Wednesday 11.09.2024

Summary

Most histories of opera concentrate on great composers and their works and the famous singers who performed them. Daniel invites us to look at opera in its wider context: the production as well as the consumption, the “supply” and the “demand.” This lecture will touch on monarchs, money makers, artists and audiences, theaters and the people who run them, and the impact of new technologies from gaslight to photography, recording, film, and digital. During this magnificent grand tour of the mind there will be stopovers in Renaissance Italy, Louis XIV’s Versailles, Handel’s London, Mozart’s Vienna, Verdi’s Italy, Wagner’s Germany, and Gilded Age America.

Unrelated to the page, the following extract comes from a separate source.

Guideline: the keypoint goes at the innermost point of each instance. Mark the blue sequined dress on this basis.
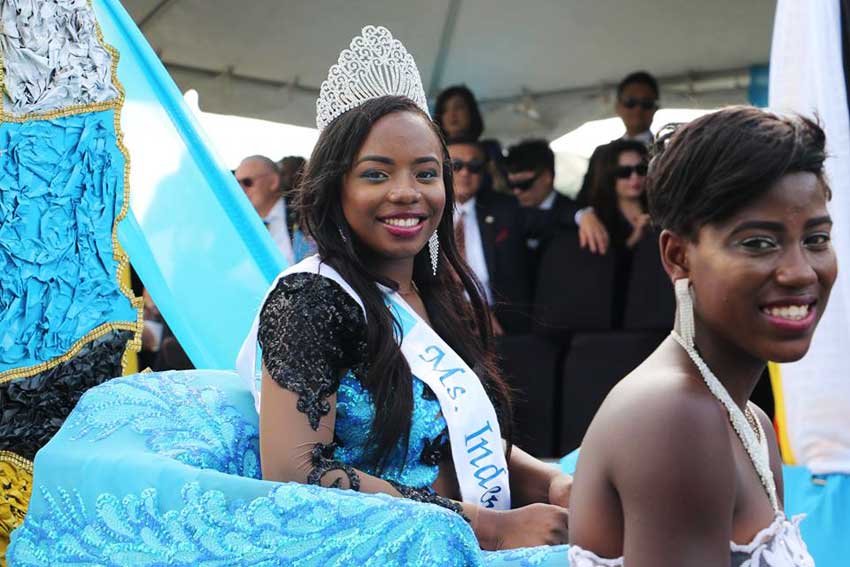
(164, 469)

In the 20th century, opera survived two world wars to become a truly global art form. Yet with the huge problems faced by today’s world, the question must be addressed: Does opera have a future? And what exactly do we mean by “opera” anyway?

Daniel Snowman

an image of Daniel Snowman

Daniel Snowman is a social and cultural historian. Born in London to a Jewish family in 1938 and educated at Cambridge and Cornell, Daniel became a lecturer at the University of Sussex and went on to work for many years at the BBC as senior producer of radio features and documentaries. A senior research fellow at the Institute of Historical Research (University of London), his many books include a social history of opera and a study of the cultural impact of the ‘Hitler Emigrés’ and, most recently, his memoir “Just Passing Through: Interactions with the World 1938-2021”.